I have spent some time trying to figure out how to calibrate my multi-class prediction model, which predicts K values between 0 and 1 for K classes (which haven't been softmaxed).

As far as I understand, I can train a model and calibrate it post-training, i.e. training and calibration are completely independent. Is that right? If yes, I'm wondering what is the current SOTA to calibrate my model? It seems like there is up-to-date resource and I am too new to the field to find the "best" method.

Thanks in advance!

Comments

You must log in or register to comment.

Zealousideal_Low1287 t1_j240c9r wrote on December 29, 2022 at 2:29 PM

I would just try isotonic regression or platt scaling.

arcxtriy OP t1_j2451e2 wrote on December 29, 2022 at 3:05 PM

But how would that work?

Assume I have predictions for one sample [0.01, 0.03, 0.2, 0.8, 0.04] and for another one [0.3, 0.2, 0.1, 0.1, 0.05].
Do you suggest learning the Platt scaling across samples or across classes?

Zealousideal_Low1287 t1_j24at04 wrote on December 29, 2022 at 3:45 PM

Classes

arcxtriy OP t1_j24b90c wrote on December 29, 2022 at 3:48 PM

But then it is not guaranteed that the probabilities for a sample sum up to 1. That's seems strange, right?!

HateRedditCantQuitit t1_j24cg3y wrote on December 29, 2022 at 3:56 PM

If you train a model on a dataset of dogs and cats, then show it a picture of a horse, do you want p(dog)+p(cat) = 1?

arcxtriy OP t1_j24yx4p wrote on December 29, 2022 at 6:21 PM

If p(dog)=p(cat)=0.5 then it's fine, because it tells me the classified is uncertain. Isn't it?

HateRedditCantQuitit t1_j24zv0q wrote on December 29, 2022 at 6:27 PM

You’re still implicitly saying that you’re 100% certain that it’s either a cat or a dog, which is wrong. If a horse picture has p(cat)=1e-5 and p(dog) = 1e-7, that should also be fine, right? And if you normalize those such that p(cat) + p(dog) = 1, you end up with basically p(cat)=1. Testing for (approximately) p(cat) = p(dog) when it can be neither is a messy way to go about doing calibration.

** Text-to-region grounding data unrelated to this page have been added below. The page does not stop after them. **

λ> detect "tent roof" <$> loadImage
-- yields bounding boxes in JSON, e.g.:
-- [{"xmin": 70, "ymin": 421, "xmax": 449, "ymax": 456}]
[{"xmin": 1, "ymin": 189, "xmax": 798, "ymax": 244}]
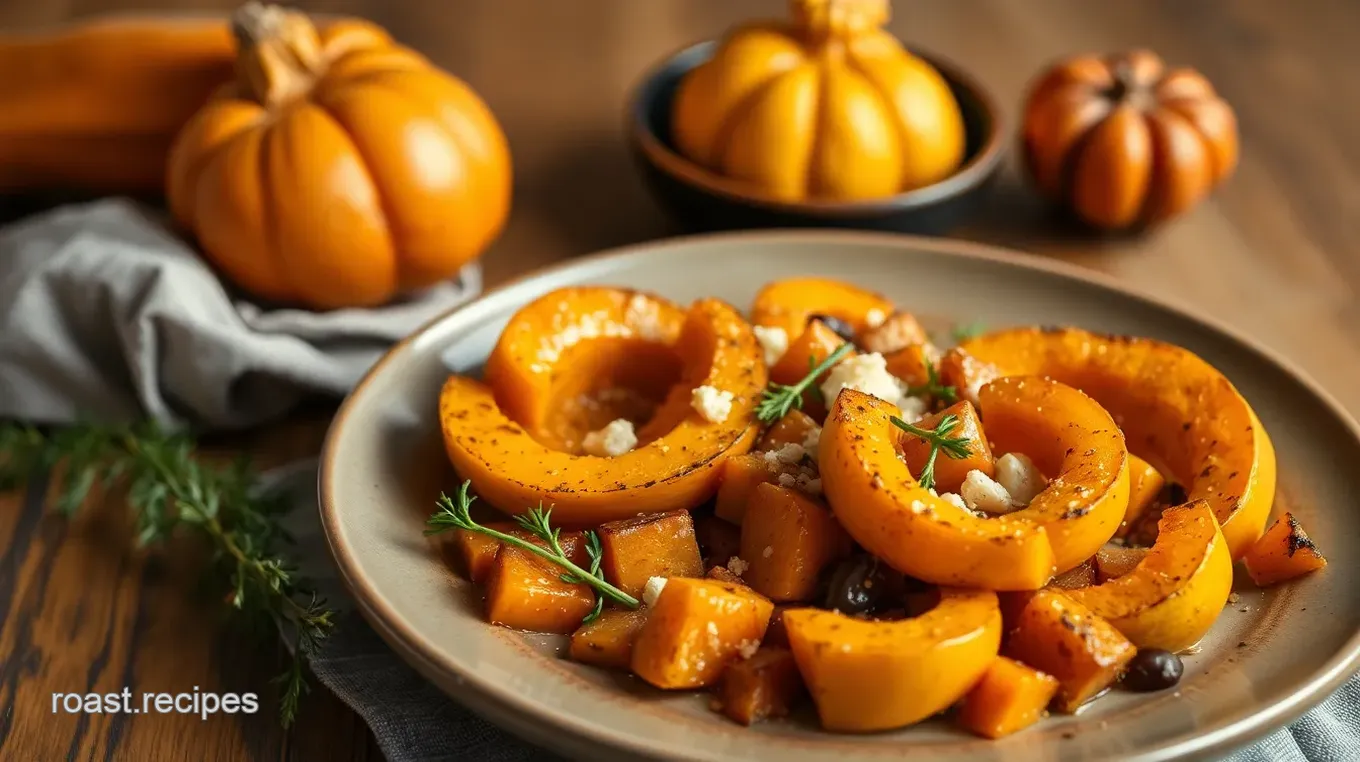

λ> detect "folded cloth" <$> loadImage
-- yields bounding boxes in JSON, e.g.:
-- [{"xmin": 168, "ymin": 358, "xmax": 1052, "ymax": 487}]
[{"xmin": 0, "ymin": 197, "xmax": 1351, "ymax": 762}]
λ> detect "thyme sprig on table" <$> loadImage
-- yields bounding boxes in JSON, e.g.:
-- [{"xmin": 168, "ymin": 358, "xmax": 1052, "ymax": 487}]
[
  {"xmin": 904, "ymin": 360, "xmax": 959, "ymax": 406},
  {"xmin": 756, "ymin": 342, "xmax": 855, "ymax": 423},
  {"xmin": 891, "ymin": 413, "xmax": 973, "ymax": 491},
  {"xmin": 425, "ymin": 480, "xmax": 639, "ymax": 621},
  {"xmin": 0, "ymin": 420, "xmax": 334, "ymax": 727}
]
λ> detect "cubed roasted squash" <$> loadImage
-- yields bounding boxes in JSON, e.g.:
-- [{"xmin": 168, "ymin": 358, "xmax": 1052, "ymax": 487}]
[
  {"xmin": 857, "ymin": 312, "xmax": 930, "ymax": 356},
  {"xmin": 484, "ymin": 540, "xmax": 594, "ymax": 634},
  {"xmin": 898, "ymin": 400, "xmax": 996, "ymax": 494},
  {"xmin": 1242, "ymin": 512, "xmax": 1328, "ymax": 586},
  {"xmin": 631, "ymin": 578, "xmax": 774, "ymax": 689},
  {"xmin": 715, "ymin": 646, "xmax": 806, "ymax": 726},
  {"xmin": 883, "ymin": 343, "xmax": 933, "ymax": 388},
  {"xmin": 569, "ymin": 609, "xmax": 649, "ymax": 669},
  {"xmin": 1003, "ymin": 589, "xmax": 1136, "ymax": 713},
  {"xmin": 956, "ymin": 657, "xmax": 1060, "ymax": 739},
  {"xmin": 1116, "ymin": 455, "xmax": 1167, "ymax": 539},
  {"xmin": 695, "ymin": 514, "xmax": 742, "ymax": 565},
  {"xmin": 1095, "ymin": 545, "xmax": 1149, "ymax": 584},
  {"xmin": 714, "ymin": 454, "xmax": 785, "ymax": 524},
  {"xmin": 758, "ymin": 409, "xmax": 820, "ymax": 451},
  {"xmin": 740, "ymin": 483, "xmax": 853, "ymax": 602},
  {"xmin": 598, "ymin": 510, "xmax": 704, "ymax": 598},
  {"xmin": 769, "ymin": 319, "xmax": 853, "ymax": 387},
  {"xmin": 450, "ymin": 522, "xmax": 580, "ymax": 584}
]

It’s just a long way of saying that having the probabilities not sum to one is fine.

ObjectManagerManager t1_j27i9n5 wrote on December 30, 2022 at 5:01 AM

Actually, you're completely right. SOTA in open set recognition is still max logit / max softmax, which is to say that the maximum softmax probability is a useful measure of certainty.

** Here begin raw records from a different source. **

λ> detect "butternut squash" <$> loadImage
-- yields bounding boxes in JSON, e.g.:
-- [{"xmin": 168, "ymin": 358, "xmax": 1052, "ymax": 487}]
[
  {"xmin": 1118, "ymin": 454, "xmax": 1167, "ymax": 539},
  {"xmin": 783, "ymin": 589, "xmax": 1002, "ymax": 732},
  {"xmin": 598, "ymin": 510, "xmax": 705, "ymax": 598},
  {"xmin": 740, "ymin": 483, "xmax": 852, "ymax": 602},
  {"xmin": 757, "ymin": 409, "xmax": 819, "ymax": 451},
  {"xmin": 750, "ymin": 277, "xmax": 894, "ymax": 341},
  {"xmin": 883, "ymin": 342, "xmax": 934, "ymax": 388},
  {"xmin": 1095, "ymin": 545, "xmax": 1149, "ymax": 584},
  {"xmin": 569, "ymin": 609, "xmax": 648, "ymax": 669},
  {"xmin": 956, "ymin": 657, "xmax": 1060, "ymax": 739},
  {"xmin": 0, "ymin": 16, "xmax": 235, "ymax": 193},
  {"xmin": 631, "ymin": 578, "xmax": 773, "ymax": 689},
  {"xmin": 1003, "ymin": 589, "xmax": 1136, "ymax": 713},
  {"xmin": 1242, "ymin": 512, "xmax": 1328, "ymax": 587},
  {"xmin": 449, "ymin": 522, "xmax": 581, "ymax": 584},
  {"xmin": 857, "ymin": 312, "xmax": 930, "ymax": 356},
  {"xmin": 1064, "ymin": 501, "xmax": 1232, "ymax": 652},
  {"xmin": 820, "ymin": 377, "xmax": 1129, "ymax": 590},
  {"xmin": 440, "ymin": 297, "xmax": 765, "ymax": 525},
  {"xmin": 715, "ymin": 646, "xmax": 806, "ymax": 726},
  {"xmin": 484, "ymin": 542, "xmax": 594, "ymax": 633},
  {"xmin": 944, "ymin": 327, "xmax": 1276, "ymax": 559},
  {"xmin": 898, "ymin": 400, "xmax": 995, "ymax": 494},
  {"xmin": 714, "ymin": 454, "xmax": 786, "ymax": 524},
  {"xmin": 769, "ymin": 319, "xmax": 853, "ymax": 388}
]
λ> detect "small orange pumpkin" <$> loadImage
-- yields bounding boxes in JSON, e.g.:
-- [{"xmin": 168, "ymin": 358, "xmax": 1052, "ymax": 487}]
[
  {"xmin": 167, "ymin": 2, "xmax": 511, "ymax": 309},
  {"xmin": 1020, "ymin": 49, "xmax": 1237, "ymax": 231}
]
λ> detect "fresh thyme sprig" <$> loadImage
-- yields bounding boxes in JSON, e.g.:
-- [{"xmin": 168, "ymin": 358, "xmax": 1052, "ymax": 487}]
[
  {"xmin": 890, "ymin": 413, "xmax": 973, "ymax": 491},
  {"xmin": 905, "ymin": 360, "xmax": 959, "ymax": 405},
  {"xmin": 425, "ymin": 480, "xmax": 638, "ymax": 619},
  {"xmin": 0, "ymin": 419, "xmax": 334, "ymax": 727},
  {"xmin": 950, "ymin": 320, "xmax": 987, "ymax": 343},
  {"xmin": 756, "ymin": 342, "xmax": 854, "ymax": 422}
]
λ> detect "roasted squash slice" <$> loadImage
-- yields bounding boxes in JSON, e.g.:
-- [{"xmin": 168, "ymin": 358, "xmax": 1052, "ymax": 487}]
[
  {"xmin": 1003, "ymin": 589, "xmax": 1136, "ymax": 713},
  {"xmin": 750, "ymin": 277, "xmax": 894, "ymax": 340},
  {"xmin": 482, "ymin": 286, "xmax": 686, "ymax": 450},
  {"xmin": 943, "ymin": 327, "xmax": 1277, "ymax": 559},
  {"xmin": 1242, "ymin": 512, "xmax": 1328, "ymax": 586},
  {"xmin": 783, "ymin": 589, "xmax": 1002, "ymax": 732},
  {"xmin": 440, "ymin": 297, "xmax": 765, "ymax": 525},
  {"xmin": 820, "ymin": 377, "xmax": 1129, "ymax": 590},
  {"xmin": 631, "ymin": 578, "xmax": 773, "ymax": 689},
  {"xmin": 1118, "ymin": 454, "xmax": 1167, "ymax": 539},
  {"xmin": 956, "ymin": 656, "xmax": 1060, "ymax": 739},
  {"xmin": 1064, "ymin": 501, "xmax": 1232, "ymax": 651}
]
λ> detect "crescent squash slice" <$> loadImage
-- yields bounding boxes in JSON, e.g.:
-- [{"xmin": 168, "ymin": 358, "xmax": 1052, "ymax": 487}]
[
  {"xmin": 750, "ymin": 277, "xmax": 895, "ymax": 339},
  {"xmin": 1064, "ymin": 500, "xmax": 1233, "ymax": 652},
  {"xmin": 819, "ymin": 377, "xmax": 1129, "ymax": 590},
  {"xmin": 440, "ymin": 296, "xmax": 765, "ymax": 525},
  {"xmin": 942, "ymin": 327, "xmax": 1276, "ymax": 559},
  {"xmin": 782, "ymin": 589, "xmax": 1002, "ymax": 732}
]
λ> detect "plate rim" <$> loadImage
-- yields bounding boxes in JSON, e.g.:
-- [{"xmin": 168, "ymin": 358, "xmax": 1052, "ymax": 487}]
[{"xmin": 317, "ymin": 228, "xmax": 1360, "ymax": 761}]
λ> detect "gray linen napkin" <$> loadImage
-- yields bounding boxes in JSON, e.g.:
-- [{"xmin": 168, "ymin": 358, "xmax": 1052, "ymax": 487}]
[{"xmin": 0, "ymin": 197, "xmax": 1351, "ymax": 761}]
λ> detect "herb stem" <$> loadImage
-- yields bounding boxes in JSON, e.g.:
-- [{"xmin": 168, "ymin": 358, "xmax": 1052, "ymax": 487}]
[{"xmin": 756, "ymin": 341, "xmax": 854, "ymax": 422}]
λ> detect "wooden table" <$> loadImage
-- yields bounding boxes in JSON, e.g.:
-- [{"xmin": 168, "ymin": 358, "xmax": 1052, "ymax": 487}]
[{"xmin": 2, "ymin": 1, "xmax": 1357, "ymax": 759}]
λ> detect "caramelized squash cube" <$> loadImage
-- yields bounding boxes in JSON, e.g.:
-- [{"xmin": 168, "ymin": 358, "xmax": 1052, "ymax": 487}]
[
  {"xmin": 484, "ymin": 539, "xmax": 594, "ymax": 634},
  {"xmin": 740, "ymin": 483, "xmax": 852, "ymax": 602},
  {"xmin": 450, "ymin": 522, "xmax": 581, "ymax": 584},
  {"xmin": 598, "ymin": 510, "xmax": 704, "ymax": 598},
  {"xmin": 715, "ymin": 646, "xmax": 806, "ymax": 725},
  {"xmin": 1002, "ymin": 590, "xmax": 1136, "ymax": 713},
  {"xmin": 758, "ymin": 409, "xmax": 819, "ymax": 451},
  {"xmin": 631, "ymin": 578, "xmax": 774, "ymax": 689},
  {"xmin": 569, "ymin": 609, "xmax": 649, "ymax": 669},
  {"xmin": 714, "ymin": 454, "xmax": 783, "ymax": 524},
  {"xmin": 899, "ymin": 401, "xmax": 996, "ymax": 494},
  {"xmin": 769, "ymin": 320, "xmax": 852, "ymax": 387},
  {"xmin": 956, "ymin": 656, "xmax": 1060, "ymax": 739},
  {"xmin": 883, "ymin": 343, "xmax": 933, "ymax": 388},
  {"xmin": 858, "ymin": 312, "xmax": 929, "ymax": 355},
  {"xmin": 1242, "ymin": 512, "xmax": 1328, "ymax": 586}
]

PK_thundr t1_j24int4 wrote on December 29, 2022 at 4:37 PM

There are a couple of approaches you can try

Temperature scaling https://arxiv.org/abs/1706.04599
One-vs-rest classification per class. Choose the one-vs-rest prob for each class and then normalize. You can choose whichever method you'd like here (isotonic, platt, beta calibration)

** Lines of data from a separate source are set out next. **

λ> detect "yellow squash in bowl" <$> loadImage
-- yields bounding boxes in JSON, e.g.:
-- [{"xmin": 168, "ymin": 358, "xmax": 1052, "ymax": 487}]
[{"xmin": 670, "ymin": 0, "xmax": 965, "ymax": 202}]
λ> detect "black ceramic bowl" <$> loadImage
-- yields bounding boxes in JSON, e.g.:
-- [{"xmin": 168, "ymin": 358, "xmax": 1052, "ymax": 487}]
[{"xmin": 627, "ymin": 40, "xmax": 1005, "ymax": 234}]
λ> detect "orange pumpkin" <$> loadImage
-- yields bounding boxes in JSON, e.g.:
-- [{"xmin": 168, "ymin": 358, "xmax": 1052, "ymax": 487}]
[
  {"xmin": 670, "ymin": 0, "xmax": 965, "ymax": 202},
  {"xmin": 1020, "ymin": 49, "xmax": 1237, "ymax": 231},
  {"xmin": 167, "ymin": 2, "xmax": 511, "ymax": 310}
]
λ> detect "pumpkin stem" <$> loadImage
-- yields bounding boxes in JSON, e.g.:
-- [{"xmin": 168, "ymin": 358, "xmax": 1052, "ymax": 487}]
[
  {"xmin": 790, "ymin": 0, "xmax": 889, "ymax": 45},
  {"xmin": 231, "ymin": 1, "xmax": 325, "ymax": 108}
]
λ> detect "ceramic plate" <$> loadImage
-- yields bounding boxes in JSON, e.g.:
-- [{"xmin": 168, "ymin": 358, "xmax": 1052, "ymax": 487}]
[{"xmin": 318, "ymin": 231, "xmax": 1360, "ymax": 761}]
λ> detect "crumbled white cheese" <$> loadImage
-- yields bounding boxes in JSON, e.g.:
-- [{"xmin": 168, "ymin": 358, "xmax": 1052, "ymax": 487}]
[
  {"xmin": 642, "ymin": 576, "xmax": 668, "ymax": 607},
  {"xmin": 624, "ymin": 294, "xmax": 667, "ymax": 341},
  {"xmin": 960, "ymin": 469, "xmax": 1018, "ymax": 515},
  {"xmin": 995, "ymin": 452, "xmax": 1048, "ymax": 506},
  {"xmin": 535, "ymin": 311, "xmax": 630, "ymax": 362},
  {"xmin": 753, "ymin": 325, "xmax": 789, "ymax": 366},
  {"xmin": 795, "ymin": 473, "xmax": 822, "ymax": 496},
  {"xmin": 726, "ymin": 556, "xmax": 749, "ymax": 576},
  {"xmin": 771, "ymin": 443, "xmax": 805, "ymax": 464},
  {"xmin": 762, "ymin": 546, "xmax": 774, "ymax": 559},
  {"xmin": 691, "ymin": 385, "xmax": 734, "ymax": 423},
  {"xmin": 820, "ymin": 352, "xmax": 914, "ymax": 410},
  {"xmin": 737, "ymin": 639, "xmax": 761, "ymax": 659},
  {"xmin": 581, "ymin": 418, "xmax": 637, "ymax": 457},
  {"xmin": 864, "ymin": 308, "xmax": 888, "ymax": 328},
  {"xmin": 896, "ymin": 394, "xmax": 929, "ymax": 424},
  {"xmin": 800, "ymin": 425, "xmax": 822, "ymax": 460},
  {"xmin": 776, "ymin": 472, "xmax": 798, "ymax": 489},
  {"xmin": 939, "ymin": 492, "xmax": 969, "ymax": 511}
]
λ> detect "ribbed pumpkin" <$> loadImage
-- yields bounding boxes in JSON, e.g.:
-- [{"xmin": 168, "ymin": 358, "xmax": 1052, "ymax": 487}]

ObjectManagerManager t1_j27h8xa wrote on December 30, 2022 at 4:52 AM

Platt ("temperature") scaling works well, and it's very simple. Yes, you do it post-training, usually on a held-out calibration set. Some people will then retrain on all of the data and reuse the learned temperature, but that doesn't always work out as well as you want it to.

FTR, "multiclass classification" means each instance belongs to exactly one of many classes. When each label can be 0 / 1 irrespective of the other labels, it's referred to as "multilabel classification".

Bot-69912020 t1_j24hkd7 wrote on December 29, 2022 at 4:30 PM

It might be more transparent to split up your approach in two steps. First, we try to get a valid probability vector for each prediction (i.e. the vector sums up to 1). Second, we try to recalibrate the probabilities in each vector to improve the correctness of the predicted probabilities.

For the first point, it is important to know the range of your invalid outputs: If they are negative as well as positive, you might want to transform your whole output via softmax function. If you only have positive values v1, ..., vm, but the sum of the vector is not, then it is sufficient to compute vi / (v1+...+vm) to get valid probabilities.

Now, we can try to improve the predicted probabilities via post-hoc recalibration. For this, there have been several methods proposed. But, the simplest baseline, which works surprisingly well for most cases is temperature scaling. Start with that and try to make it work - it usually always gives at least minor improvements in ECE and NLL (don't use ECE alone, it is unreliable; see Fig.2). Once TS works, you can still try out ensemble temperature scaling, parametrized temperature scaling, intra-order preserving scaling, splines, ...

Some of these methods (including temperature scaling) use logits as inputs and their output are logits again. So, to receive logits, you apply the multivariate logit function if you already have probabilities, or simply use your untransformed outputs as logits if you would have used softmax in the first step.